Now that solar panels have popped up on roofs across California, one of the next challenges for unlocking their potential and integrating the energy that they produce into the grid is the development of batteries that can store energy during the day (when the sun is shining, but little power is being consumed) and then allow the energy to be used in the evening (when the sun is setting, but energy demand rises drastically). California regulators have just clarified rules that should greatly increase the pace at which companies and customers across the state will be installing and connecting solar PV panels supported by battery systems to the grid. Installations of these systems has been stalled in recent years because California utilities were requiring that applicants complete extensive interconnection studies and pay thousands of dollars in additional fees before the storage systems were connected. These requirements had stifled the interconnection of these types of behind-the-meter energy storage systems across the state.
On May 15, 2014, the California Public Utilities Commission unanimously approved a decision that exempts many solar storage projects from fees and interconnection studies. (here is the proposed decision, which the Commission approved this morning.) The decision clarifies existing policy set out in the seventh edition of the Renewables Portfolio Standard Eligibility Guidebook (Guidebook) regarding the treatment of energy storage systems under the state’s net energy metering (NEM) program. The Commission clarified that energy storage systems are exempt from interconnection application fees, supplemental review fees, costs for distribution upgrades, and standby charges when interconnecting under the current NEM tariffs if these systems: (1) are paired with NEM-eligible generation facilities (e.g., a rooftop solar installation); and (2) qualify under the Guidebook as an “addition or enhancement” to NEM-eligible systems. The decision also places certain limitations on the size of the storage systems and implements metering requirements aimed at protecting the NEM program, in order to help ensure that any energy sent onto the grid from these battery systems is truly “green” energy from the solar PV system and not simply “brown” energy that had previously been pulled from the grid.
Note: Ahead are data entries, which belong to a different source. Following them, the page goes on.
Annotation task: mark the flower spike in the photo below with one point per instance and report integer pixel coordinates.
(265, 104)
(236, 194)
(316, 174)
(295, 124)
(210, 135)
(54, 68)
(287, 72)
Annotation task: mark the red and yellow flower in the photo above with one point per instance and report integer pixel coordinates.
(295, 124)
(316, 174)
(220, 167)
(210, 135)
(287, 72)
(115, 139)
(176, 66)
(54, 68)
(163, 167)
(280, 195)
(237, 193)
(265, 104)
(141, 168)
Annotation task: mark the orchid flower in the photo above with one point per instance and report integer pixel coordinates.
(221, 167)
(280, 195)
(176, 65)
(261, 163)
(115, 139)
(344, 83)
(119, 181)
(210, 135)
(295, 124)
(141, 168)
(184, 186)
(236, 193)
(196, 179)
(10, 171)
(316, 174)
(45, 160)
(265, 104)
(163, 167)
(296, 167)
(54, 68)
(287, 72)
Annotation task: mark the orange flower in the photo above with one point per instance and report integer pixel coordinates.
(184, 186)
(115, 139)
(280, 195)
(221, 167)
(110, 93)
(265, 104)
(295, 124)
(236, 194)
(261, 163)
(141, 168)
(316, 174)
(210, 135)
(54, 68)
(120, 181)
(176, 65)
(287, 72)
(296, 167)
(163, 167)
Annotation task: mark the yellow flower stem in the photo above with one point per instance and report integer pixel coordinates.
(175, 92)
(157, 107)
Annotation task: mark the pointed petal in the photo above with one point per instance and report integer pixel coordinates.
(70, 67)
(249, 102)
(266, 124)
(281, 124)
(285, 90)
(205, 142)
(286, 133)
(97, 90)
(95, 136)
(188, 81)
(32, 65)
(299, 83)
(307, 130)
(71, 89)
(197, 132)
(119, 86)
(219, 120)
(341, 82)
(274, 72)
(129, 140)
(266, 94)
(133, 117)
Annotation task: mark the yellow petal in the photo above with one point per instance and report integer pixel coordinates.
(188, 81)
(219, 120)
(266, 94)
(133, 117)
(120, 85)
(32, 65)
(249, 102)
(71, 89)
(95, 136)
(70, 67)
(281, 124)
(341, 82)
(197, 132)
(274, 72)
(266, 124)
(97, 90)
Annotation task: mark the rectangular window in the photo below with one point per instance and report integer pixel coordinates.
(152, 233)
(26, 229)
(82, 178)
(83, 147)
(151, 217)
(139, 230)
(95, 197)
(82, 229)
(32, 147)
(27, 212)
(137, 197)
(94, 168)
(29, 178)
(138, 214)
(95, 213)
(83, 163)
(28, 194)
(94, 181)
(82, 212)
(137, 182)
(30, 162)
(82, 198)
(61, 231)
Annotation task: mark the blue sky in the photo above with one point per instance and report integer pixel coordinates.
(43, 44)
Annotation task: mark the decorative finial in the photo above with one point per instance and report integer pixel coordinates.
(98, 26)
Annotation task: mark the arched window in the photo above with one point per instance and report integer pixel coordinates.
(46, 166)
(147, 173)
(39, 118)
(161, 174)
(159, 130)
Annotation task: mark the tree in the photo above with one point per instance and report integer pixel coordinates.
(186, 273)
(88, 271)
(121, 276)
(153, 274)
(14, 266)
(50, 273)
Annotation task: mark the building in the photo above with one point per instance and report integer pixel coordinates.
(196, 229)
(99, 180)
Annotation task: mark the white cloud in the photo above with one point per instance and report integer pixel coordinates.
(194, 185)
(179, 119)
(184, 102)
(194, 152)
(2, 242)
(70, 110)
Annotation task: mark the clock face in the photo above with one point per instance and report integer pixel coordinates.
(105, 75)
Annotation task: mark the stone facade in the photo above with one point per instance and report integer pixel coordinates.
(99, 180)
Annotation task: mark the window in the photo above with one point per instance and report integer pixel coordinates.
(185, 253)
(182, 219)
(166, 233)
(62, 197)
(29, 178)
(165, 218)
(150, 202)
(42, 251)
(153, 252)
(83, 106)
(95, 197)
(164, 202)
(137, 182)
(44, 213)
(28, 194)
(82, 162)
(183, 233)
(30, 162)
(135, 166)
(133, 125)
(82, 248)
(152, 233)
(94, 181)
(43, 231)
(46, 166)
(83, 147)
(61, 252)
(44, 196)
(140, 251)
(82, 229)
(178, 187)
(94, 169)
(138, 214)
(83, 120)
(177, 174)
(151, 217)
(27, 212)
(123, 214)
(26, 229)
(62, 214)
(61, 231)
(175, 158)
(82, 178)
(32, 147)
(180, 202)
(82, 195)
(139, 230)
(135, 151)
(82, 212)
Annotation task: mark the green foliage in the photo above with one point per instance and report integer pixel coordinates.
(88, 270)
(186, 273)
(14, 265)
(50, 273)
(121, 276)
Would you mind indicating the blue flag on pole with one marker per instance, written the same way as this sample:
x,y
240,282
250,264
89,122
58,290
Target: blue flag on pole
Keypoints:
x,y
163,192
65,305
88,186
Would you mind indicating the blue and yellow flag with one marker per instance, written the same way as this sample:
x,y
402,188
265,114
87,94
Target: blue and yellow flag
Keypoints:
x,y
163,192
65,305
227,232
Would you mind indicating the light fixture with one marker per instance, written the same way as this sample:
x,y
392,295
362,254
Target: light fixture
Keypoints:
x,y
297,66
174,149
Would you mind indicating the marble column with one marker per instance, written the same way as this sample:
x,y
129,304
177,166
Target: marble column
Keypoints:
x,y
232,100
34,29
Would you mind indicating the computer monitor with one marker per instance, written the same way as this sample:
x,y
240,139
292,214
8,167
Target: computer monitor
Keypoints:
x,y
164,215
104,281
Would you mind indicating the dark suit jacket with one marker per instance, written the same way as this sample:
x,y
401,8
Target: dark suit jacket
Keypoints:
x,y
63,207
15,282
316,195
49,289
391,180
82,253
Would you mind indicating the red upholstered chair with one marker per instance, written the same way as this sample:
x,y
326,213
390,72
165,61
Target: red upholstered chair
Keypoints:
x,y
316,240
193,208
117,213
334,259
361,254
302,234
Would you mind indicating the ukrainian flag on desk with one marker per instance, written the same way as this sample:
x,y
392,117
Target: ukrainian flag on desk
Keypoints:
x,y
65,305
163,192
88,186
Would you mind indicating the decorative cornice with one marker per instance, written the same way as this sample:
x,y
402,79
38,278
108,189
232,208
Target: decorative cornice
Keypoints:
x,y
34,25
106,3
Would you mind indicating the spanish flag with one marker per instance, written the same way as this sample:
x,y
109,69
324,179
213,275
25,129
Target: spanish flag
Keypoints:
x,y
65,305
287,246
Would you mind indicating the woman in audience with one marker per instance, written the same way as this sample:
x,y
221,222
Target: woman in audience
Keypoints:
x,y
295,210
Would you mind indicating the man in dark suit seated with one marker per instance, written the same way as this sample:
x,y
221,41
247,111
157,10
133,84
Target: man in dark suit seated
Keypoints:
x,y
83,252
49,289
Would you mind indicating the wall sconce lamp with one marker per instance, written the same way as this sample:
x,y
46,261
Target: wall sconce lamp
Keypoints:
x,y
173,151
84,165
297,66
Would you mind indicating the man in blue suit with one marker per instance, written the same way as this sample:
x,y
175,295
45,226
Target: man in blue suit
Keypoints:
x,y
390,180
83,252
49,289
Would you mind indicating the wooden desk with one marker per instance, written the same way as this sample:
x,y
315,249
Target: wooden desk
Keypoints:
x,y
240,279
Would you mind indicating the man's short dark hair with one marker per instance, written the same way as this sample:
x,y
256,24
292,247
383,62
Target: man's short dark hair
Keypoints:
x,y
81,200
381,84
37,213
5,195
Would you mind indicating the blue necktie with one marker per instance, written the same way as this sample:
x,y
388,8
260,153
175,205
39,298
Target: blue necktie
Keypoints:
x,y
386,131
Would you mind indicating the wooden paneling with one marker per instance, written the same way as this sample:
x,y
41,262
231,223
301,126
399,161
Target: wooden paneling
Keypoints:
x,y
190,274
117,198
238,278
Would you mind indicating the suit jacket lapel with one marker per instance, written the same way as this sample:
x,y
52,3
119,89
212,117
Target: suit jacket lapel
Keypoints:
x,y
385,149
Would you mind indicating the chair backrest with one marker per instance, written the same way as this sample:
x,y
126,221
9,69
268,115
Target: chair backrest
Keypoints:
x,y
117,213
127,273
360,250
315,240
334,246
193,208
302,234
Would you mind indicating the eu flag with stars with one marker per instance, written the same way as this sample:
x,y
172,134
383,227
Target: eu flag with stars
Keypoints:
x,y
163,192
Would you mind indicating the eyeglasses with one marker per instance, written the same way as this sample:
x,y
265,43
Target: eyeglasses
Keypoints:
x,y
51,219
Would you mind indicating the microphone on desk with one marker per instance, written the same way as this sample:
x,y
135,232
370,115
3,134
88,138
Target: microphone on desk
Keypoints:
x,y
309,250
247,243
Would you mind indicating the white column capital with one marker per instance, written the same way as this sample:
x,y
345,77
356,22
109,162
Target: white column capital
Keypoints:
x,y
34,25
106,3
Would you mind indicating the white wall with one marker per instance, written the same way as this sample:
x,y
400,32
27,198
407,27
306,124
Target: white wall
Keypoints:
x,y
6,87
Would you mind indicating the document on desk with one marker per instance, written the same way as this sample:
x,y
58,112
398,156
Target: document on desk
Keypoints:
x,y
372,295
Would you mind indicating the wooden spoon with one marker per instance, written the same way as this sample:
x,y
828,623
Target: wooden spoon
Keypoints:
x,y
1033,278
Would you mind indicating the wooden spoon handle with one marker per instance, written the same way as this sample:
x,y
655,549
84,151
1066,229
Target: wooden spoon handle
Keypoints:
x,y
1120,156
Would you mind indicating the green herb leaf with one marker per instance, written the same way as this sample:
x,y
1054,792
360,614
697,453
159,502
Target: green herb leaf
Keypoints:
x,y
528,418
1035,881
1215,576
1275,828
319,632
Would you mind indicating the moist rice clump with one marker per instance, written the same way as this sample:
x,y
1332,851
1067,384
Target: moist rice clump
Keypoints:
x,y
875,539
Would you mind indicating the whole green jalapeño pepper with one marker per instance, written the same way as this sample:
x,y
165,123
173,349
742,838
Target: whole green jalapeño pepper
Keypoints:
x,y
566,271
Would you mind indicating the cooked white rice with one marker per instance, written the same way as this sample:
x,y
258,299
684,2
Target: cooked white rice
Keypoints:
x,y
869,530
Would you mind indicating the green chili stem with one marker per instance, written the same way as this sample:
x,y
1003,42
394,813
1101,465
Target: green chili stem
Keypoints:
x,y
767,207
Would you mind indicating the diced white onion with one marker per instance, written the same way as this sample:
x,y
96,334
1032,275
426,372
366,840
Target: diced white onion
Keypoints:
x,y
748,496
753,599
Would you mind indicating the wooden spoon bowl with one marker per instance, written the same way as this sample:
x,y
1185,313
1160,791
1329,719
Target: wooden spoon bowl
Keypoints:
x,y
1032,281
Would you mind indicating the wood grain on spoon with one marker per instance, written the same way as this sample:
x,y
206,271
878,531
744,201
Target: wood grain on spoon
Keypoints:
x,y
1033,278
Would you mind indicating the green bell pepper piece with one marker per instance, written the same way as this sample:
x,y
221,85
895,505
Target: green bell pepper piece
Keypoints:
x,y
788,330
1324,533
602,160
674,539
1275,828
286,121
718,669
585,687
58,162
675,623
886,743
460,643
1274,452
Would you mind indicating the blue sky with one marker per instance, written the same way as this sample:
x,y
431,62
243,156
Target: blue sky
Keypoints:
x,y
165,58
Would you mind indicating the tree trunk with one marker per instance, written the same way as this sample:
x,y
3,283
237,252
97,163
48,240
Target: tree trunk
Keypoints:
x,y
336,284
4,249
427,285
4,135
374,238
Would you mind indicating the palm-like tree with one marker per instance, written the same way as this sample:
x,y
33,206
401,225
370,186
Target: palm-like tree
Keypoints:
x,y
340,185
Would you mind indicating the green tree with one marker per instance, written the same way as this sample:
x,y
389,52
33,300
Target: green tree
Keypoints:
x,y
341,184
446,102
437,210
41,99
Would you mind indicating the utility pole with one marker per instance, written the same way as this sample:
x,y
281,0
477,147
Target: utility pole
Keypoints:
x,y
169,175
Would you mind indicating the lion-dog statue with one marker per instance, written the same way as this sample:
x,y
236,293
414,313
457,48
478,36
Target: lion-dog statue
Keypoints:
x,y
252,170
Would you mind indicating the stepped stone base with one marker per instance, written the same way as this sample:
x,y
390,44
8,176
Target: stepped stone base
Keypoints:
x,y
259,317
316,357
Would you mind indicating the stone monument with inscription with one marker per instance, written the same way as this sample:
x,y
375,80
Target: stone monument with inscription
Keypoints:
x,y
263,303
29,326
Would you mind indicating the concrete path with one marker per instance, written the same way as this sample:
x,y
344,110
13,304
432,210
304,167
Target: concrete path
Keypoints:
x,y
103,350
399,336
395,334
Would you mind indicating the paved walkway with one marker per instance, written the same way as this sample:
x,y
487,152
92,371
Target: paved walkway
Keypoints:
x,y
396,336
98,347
The Commission’s decision is widely considered a victory for distributed storage and a rebuke to the California utilities for having failed to take “a more proactive and collaborative approach” with customers and companies that were looking for ways to interconnect these battery systems without incurring the additional fees and study requirements.
The decision comes after the Commission approved, in October of 2013, its proposed mandate that requires the state’s three investor-owned utilities (IOUs) to add 1.3 gigawatts of energy storage to the grid by 2020. The CPUC’s mandate calls for customer-sited storage, such as solar battery systems, to make up a significant portion of that total.